Justamente por ser o último artigo desta primeira e muito bem-sucedida etapa da parceria, que completa um ano, nada mais justo do que tratar de algo que motiva a atuação institucional tanto do CEPI quanto da Sigalei: o aprimoramento de políticas públicas e a qualificação do debate no âmbito da sociedade civil. Particularmente, por intermédio da representação privada de interesses, relações governamentais ou, simplesmente, lobby.

Relembre nossa Parceria 

Mas, antes, vamos relembrar um pouco os temas que já foram discutidos no contexto desta parceria. A abordagem de temáticas relevantes no âmbito nacional pode ser verificada pela diversidade de temas e de esferas dos Poderes estudados e avaliados: temos desde mapeamentos a respeito de proposições sobre telemedicina, com destaques do debate legislativo federal; passando por projetos de lei sobre criptomoedas e criptoativos e as dificuldades do monitoramento legislativo e regulatório no Brasil. Pesquisou-se, também, a discussão sobre as diversas facetas da gig economy no Poder Legislativo da cidade de São Paulo; além de destaques em âmbito nacional de proposições sobre ensino superior.
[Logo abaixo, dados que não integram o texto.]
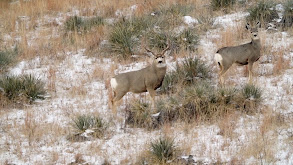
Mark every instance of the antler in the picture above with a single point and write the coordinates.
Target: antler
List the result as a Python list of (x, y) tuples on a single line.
[(168, 47), (149, 51)]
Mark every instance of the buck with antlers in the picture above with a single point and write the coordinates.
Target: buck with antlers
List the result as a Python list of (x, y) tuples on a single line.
[(146, 79), (245, 54)]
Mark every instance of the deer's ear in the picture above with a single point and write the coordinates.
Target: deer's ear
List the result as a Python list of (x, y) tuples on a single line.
[(149, 53), (167, 52), (258, 24), (247, 26)]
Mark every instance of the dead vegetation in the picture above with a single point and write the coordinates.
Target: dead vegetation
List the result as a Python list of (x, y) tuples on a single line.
[(38, 30)]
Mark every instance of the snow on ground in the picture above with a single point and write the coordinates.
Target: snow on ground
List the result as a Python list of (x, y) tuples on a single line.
[(74, 72)]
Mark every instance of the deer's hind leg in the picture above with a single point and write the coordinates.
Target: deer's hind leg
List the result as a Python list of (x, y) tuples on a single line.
[(152, 92), (117, 97), (222, 72), (250, 72)]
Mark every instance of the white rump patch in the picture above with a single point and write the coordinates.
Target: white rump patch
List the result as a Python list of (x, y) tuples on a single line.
[(218, 58), (161, 65), (113, 83)]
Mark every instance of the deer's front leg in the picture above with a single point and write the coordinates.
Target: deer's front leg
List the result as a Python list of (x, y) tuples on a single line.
[(153, 95)]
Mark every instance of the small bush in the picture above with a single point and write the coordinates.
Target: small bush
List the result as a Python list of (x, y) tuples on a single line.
[(191, 70), (139, 115), (18, 86), (80, 24), (287, 19), (251, 92), (189, 39), (163, 150), (7, 57), (122, 39), (177, 9), (95, 124), (218, 4), (264, 12), (206, 103)]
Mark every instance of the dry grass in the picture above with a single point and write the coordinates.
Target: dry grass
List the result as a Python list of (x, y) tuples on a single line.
[(227, 125)]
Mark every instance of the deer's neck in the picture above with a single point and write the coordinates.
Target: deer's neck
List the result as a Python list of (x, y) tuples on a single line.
[(161, 70), (256, 43)]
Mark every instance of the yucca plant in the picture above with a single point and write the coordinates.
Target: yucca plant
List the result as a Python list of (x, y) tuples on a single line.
[(27, 85), (122, 39), (12, 86), (96, 124), (76, 23), (33, 88), (177, 9), (218, 4), (7, 57), (264, 12), (139, 115), (251, 92), (189, 39), (163, 150), (287, 19), (191, 70)]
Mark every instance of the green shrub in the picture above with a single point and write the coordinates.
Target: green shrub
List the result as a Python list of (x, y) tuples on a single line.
[(264, 12), (7, 57), (287, 19), (76, 23), (27, 86), (218, 4), (85, 122), (163, 150)]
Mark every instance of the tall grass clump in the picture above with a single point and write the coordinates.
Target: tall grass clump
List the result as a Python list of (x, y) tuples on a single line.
[(287, 19), (7, 57), (264, 12), (139, 115), (251, 92), (163, 150), (89, 125), (218, 4), (79, 24), (123, 39), (27, 86), (190, 71), (203, 102), (189, 39), (177, 9)]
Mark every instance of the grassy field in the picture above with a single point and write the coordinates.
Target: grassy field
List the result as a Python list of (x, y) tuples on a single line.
[(56, 58)]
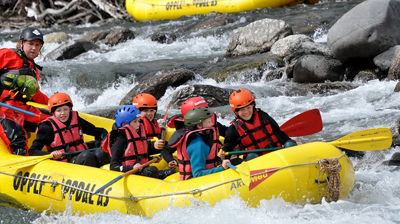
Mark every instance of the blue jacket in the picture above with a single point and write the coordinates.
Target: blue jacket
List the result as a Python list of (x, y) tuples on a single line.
[(198, 151)]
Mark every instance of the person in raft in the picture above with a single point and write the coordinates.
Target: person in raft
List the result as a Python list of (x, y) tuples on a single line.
[(198, 150), (19, 83), (252, 128), (147, 104), (128, 145), (63, 133), (178, 123)]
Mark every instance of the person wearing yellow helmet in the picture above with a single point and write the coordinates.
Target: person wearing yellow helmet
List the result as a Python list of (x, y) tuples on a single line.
[(252, 128), (63, 133)]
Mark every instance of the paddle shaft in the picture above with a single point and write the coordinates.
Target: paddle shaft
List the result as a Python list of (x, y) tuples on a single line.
[(164, 122), (18, 109), (251, 151), (132, 171)]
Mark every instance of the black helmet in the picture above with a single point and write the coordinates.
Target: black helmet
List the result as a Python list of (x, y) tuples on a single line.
[(31, 33), (196, 116)]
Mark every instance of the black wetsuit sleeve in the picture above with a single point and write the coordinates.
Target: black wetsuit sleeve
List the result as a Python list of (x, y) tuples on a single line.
[(44, 136), (167, 153), (118, 146), (232, 139), (282, 136), (222, 129)]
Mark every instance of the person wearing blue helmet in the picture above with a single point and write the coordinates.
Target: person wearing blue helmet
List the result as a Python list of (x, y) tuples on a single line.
[(128, 145)]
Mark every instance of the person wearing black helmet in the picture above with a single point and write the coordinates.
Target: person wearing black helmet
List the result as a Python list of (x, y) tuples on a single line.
[(19, 75), (199, 147)]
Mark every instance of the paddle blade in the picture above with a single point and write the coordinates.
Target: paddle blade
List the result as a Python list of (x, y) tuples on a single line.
[(366, 140), (306, 123), (244, 172), (24, 161)]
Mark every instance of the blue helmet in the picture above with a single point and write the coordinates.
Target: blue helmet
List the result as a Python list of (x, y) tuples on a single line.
[(126, 114)]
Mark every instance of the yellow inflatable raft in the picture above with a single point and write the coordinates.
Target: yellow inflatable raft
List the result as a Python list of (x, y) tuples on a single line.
[(172, 9), (294, 174)]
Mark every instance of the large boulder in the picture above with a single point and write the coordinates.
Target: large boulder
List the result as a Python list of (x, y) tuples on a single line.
[(70, 50), (157, 84), (384, 60), (367, 30), (257, 37), (317, 68), (394, 70)]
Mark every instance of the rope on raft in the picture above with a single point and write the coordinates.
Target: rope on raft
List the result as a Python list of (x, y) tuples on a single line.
[(331, 168), (333, 183)]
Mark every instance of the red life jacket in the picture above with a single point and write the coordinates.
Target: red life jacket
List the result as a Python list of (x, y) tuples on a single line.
[(67, 139), (136, 149), (185, 168), (258, 135), (152, 128)]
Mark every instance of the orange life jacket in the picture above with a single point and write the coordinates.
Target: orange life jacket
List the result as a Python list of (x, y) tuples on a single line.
[(67, 138), (136, 149), (258, 135), (185, 168), (151, 127)]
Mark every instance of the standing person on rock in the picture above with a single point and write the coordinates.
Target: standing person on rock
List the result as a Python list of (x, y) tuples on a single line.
[(252, 128), (63, 133), (147, 104), (19, 75)]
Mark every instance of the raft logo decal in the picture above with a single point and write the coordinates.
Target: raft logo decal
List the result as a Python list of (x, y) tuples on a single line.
[(32, 183), (258, 179)]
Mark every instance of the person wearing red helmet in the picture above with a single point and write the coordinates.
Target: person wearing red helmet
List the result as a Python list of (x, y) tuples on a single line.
[(63, 132), (178, 123), (19, 76), (252, 128), (147, 104), (128, 147)]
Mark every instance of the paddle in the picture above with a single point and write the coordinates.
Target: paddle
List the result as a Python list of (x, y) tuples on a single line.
[(243, 170), (26, 161), (19, 110), (363, 140), (250, 151), (132, 171), (366, 140), (164, 123), (306, 123)]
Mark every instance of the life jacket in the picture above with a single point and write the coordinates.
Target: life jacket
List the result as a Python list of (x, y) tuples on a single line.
[(67, 138), (29, 67), (185, 168), (152, 128), (136, 149), (258, 135), (5, 138)]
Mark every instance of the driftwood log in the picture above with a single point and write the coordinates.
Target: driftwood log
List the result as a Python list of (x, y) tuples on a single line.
[(21, 13)]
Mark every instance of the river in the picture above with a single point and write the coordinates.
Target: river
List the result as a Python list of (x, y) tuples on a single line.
[(94, 78)]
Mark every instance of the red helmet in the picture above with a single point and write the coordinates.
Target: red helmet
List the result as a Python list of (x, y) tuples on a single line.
[(58, 99), (193, 103), (240, 98), (144, 100)]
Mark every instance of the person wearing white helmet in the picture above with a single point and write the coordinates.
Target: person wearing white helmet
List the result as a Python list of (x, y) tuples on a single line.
[(19, 75)]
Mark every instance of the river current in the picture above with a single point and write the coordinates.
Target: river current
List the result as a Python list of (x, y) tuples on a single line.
[(93, 78)]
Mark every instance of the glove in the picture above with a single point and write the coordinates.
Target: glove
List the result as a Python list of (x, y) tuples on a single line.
[(19, 151), (289, 143), (26, 84)]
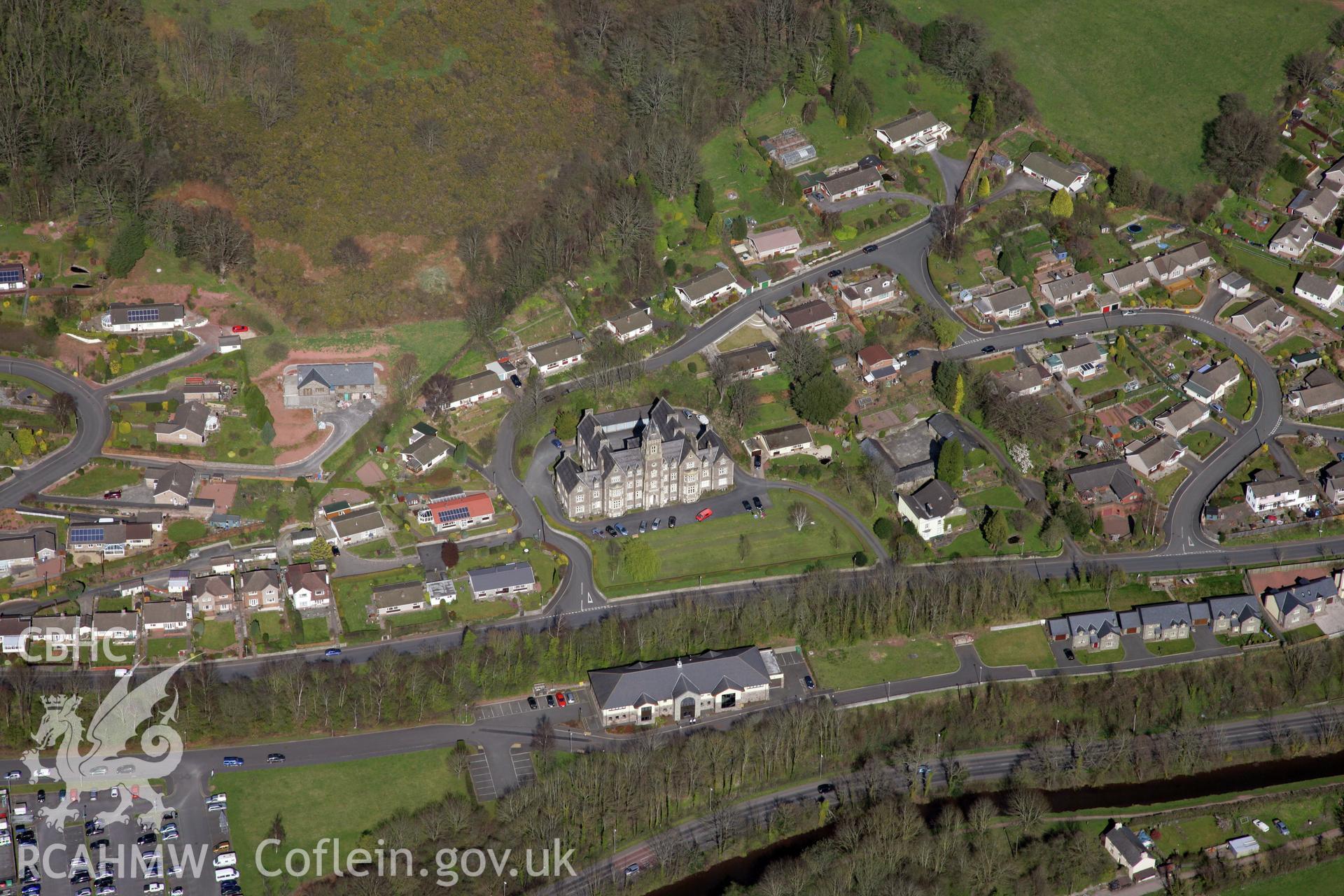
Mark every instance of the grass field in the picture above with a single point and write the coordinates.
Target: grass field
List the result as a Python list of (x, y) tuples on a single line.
[(710, 548), (316, 801), (1135, 51), (99, 479), (1025, 647), (1313, 879), (1170, 648), (875, 662)]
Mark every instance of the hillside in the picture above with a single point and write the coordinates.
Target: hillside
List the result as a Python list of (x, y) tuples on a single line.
[(355, 139), (1136, 83)]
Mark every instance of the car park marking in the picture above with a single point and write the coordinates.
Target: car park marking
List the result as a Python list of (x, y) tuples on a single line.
[(482, 780), (523, 769)]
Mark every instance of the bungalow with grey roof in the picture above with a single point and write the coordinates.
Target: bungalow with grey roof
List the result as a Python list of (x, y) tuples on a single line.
[(768, 244), (1065, 290), (848, 184), (190, 425), (1264, 315), (1182, 418), (1322, 393), (685, 688), (707, 286), (1006, 305), (1210, 386), (917, 132), (555, 355), (473, 390), (166, 617), (1319, 290), (1056, 174), (1155, 456), (629, 327), (502, 580), (1292, 239)]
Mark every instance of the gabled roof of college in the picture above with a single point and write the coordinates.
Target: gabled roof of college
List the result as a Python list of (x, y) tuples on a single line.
[(556, 349), (1066, 286), (164, 612), (508, 575), (851, 181), (1053, 168), (358, 522), (933, 500), (475, 384), (175, 479), (120, 312), (398, 594), (337, 375), (787, 437), (190, 415), (706, 282), (631, 321), (909, 125), (1265, 311), (1116, 476), (808, 314), (651, 682)]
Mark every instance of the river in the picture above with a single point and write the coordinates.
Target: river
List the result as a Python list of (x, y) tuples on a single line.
[(749, 868)]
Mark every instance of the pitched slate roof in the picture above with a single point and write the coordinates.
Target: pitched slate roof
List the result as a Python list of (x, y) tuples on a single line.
[(909, 125), (336, 377), (651, 682)]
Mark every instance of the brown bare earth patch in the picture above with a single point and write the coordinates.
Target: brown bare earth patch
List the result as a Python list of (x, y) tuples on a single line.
[(370, 475), (311, 269), (327, 356), (198, 191)]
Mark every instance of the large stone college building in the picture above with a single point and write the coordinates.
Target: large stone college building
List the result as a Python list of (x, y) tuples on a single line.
[(640, 458)]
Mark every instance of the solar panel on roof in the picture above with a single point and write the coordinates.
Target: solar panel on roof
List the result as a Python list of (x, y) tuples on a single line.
[(454, 514)]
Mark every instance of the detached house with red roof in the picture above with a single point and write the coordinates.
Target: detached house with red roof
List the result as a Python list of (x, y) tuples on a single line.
[(460, 512)]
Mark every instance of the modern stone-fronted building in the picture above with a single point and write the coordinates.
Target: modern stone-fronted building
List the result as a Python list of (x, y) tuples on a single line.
[(640, 458), (641, 694)]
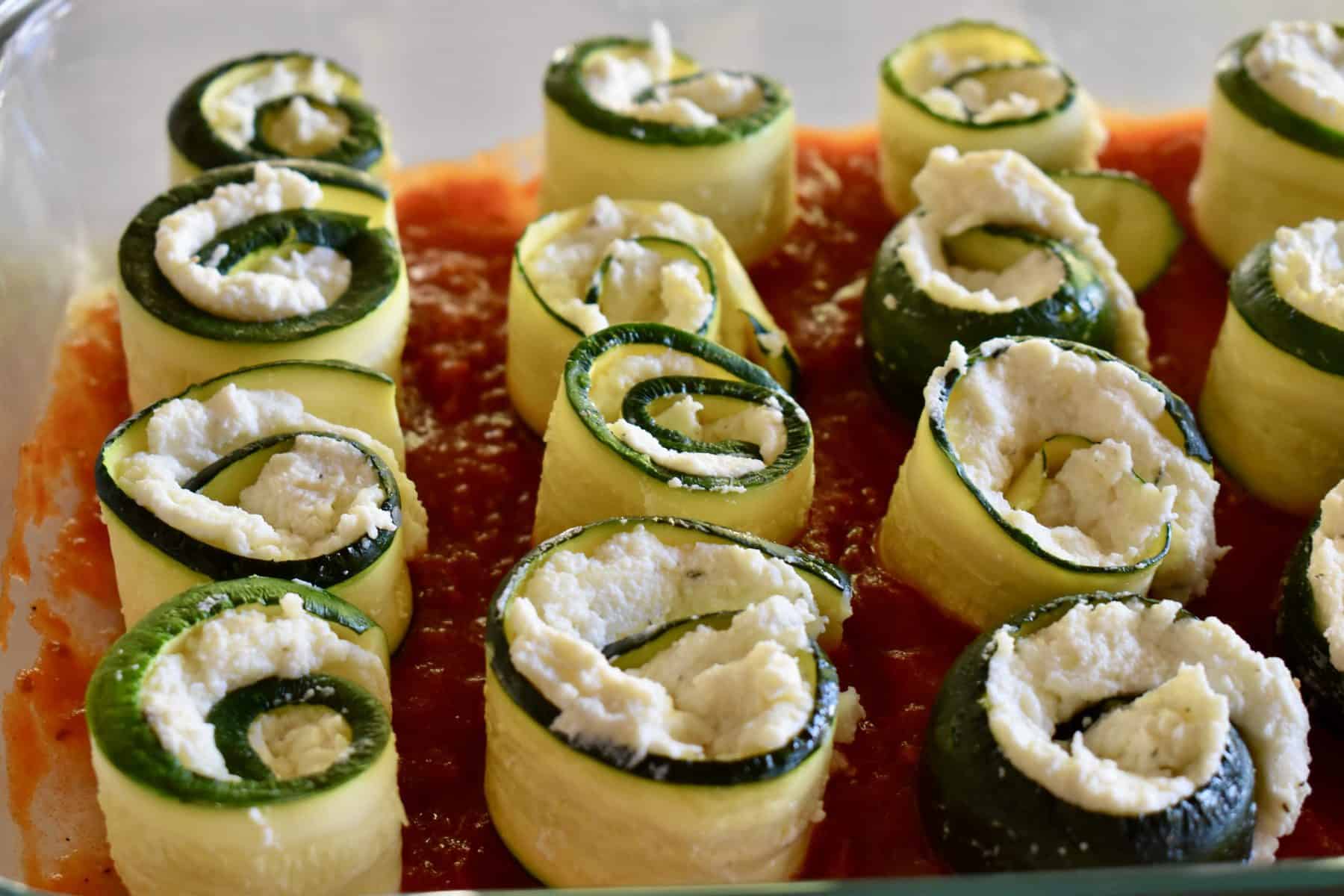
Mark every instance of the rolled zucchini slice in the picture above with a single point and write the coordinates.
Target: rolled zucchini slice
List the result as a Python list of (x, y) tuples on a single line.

Foram feitas pesquisas sobre de que maneira compreender o combate ao discurso de ódio no Brasil; sobre mapeamento e acompanhamento do contexto de reforma da Lei de Direitos Autorais e sobre a temática de saúde e inovação, ou “e-health”. Finalmente, foram abordados projetos que pretendem alterar a Lei Geral de Proteção de Dados Pessoais e que tratam de Algoritmos e Inteligência Artificial na Câmara e no Senado. Ufa!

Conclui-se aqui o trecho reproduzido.